I am not a strong personal fan of that style of diversification. I do still believe in keeping at least a portion of funds invested in real estate. Real estate, in my opinion, should be looked at as a hedge against economic downturns and inflation, similar to the way most investors look to gold. Real estate should not be looked at as a way to get rich quick, but owning a few houses occupied by renters or owner-financed buyers can provide a steady monthly cash-flow with little work and possible tax advantages.
Most average investors either don’t have the funds or the willingness to own and manage their own real estate investments. There is an alternative available giving investors almost all of the advantages of owning real estate without having any management responsibilities. Real Estate Investment Trusts(REIT’s) were started in the U.S. in 1960 to provide a sort of mutual fund for real estate.
REIT’s must follow some basic rules. They must hold at least 75% of total investment assets as real estate and derive at least 75% of gross income from rents or mortgage/interest payments. A REIT must be jointly owned by 100 people or more and be managed by a board of directors or trustees. At least 90% of income must be distributed to investors as dividends.
Owning shares of a well managed REIT therefore has advantages even over most stocks. Not only does an investor get the benefit of rising share price but also of unusually hefty dividend payments. So far in 2010, REIT’s have been vastly outperforming all of the main market indexes. There are many to choose from and most specialize in one type of property: hospitals, assisted living communities, single-family homes, large apartment buildings, commercial retail, manufacturing, etc… This fact makes it possible to stay diversified within the real estate sector.

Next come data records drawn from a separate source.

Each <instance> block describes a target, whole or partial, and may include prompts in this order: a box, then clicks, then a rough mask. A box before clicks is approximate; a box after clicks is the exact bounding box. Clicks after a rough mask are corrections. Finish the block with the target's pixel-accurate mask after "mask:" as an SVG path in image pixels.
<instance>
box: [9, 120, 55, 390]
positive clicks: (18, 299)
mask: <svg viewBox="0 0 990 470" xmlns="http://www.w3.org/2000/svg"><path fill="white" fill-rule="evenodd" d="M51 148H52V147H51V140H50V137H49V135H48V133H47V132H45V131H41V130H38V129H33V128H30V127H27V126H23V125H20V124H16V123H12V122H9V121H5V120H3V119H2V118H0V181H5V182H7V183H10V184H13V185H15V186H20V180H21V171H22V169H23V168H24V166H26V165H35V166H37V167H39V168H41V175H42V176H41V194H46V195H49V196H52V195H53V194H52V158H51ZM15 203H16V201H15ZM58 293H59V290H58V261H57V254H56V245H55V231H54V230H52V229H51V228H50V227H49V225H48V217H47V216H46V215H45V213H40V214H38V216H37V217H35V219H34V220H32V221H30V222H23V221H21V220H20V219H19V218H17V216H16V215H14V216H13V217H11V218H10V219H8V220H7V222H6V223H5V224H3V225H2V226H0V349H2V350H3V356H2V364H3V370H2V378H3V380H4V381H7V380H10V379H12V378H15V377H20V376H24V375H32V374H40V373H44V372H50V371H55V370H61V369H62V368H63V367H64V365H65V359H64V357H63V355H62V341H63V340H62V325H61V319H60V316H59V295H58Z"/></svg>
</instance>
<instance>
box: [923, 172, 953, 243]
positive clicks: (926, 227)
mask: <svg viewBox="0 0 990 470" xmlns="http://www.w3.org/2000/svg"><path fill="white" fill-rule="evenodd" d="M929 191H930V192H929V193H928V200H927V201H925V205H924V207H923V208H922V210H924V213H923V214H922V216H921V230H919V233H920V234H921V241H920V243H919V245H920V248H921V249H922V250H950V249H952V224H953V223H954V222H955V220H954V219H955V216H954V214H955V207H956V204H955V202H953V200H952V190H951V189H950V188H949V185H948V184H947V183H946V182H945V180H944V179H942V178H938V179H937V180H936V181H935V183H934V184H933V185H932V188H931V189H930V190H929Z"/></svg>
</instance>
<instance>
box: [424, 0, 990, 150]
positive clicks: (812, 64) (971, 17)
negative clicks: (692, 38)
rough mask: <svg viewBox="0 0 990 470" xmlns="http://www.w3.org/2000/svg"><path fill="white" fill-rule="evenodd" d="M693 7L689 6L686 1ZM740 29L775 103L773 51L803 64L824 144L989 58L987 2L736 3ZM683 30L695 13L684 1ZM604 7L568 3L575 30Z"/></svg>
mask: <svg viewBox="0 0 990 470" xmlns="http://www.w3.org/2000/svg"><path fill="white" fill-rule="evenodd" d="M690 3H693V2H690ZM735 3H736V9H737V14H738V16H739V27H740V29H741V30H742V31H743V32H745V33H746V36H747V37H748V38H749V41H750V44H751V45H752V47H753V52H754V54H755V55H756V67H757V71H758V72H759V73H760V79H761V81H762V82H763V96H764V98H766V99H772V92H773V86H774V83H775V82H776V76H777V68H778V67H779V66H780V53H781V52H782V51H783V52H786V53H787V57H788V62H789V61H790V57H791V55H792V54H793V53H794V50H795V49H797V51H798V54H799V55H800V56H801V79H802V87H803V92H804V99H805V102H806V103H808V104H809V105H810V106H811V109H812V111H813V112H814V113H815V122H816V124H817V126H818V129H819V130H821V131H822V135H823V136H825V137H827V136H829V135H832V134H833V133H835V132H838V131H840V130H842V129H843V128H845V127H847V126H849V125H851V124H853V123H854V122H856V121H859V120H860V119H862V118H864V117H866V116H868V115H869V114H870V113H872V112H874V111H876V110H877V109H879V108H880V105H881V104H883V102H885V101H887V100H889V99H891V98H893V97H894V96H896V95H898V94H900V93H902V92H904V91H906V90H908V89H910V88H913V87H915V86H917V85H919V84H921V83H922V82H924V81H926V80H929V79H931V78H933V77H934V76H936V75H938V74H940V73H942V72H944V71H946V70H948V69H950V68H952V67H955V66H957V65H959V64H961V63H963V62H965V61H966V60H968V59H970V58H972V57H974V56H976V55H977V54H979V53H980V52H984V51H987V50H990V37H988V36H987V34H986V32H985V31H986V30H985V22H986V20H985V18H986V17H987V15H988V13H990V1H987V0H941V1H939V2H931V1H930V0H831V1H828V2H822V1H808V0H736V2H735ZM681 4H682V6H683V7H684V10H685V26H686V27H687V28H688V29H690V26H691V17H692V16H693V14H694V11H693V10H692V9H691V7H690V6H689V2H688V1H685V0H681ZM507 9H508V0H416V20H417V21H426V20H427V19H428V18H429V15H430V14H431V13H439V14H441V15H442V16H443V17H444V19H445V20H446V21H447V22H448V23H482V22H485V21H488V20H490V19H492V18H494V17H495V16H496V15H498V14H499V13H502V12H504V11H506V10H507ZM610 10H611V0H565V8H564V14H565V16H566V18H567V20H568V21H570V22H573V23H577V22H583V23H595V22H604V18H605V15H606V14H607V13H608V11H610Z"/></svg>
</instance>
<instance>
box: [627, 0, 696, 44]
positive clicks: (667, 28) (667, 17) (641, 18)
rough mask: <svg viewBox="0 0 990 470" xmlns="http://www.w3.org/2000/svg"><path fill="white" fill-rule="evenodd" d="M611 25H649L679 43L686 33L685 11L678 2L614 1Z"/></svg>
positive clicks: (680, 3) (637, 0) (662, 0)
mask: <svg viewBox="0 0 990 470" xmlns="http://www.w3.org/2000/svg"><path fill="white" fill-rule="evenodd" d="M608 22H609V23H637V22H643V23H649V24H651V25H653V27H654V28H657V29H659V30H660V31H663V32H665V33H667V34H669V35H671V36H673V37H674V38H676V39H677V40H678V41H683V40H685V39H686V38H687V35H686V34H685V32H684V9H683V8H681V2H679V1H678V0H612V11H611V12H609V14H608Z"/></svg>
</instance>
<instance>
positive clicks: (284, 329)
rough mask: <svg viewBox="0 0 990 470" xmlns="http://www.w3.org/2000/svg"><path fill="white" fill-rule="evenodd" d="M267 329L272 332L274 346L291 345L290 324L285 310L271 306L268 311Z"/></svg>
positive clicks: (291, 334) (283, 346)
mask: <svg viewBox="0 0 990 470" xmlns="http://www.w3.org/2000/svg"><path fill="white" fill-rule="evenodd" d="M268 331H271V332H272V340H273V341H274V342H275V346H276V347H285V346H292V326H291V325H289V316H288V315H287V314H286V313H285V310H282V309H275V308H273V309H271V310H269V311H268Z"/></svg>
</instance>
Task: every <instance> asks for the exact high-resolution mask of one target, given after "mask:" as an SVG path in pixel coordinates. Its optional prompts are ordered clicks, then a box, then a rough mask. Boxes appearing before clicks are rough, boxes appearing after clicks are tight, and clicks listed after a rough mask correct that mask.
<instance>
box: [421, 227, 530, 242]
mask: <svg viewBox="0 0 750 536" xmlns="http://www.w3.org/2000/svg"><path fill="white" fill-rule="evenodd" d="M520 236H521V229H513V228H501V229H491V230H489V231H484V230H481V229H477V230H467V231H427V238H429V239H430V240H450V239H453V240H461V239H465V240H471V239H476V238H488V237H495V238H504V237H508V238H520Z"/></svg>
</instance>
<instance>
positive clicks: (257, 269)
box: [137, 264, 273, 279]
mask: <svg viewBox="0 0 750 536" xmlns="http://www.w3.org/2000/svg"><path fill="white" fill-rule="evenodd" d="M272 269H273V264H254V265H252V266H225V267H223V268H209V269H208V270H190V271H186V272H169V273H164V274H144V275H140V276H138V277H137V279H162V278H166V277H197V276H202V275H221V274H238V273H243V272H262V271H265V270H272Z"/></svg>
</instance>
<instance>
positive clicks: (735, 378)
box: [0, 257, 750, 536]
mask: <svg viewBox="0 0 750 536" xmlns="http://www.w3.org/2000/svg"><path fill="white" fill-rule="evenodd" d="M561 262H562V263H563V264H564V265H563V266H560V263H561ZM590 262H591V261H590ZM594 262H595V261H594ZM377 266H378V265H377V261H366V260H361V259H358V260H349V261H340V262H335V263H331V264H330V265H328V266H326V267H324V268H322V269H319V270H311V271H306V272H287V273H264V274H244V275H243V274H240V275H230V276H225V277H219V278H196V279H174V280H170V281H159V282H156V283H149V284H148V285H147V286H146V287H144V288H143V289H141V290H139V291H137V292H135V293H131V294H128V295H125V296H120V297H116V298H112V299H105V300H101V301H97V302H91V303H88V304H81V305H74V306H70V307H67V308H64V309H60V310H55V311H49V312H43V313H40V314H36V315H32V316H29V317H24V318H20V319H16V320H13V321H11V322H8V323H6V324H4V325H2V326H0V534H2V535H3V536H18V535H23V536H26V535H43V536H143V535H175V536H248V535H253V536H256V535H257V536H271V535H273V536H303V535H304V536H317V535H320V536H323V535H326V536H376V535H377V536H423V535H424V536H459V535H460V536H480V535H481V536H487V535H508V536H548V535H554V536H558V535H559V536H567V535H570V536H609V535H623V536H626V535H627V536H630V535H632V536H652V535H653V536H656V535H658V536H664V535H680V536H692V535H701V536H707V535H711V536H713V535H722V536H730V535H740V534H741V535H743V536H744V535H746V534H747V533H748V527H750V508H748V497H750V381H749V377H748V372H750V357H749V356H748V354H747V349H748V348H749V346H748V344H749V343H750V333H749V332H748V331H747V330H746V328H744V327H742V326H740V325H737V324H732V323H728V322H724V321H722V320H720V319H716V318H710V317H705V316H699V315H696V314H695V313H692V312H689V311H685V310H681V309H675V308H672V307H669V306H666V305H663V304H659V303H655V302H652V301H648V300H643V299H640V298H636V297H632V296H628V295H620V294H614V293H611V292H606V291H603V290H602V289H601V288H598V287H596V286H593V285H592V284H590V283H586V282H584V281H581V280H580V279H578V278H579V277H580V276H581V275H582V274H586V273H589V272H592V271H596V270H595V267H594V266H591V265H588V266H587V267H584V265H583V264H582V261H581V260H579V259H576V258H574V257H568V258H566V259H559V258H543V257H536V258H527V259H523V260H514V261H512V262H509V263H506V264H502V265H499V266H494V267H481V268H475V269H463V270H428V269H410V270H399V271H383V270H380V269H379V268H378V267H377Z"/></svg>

I ran a very basic stock screen to see what would turn up. I chose real estate, $10 to $500 per share, $10-million to $10-billion market capitalization, outperforming the 50-day moving average and outperforming the DJIA by 5% or more. This simple search gave me 15 REIT’s to choose from on October 4th, 2010. Five of these have increased share price by more than 20% since the beginning of the year.
The top performer is Saul Centers Inc.(BFS), up 30.8% YTD and closely followed by Avalon Bay Communities Inc.(AVB) with a 30% YTD gain. Developers Diversified Realty(DDR) is up 29% so far this year and Digital Realty Trust Inc.(DDR) is up 23%. Worst performing of the top five is Kimco Realty Crop.(KIM), which is up a mere 19.9% since January 1. The most expensive shares are Avalon Bay at $106, the cheapest are Digital Realty at only $11.91 per share. Remember, there is still a nice dividend to collect as well as the increase in share price. This is pretty impressive performance in the current economy!
If you want to diversify your investments into real estate but don’t want to be a landlord or have to deal with mortgage payments, or even the actual rehabbing and reselling of properties, consider adding shares of a few REIT’s to your portfolio. Do the homework, just like if you were buying a house. Look for proven past performance and high, steady dividends. Buy sectors you believe in: healthcare, commercial retail, etc… And like any other stock, don’t be an ostrich and just it ignore. Pay attention, check on it regularly and don’t be afraid to sell and invest elsewhere if performance starts to lag.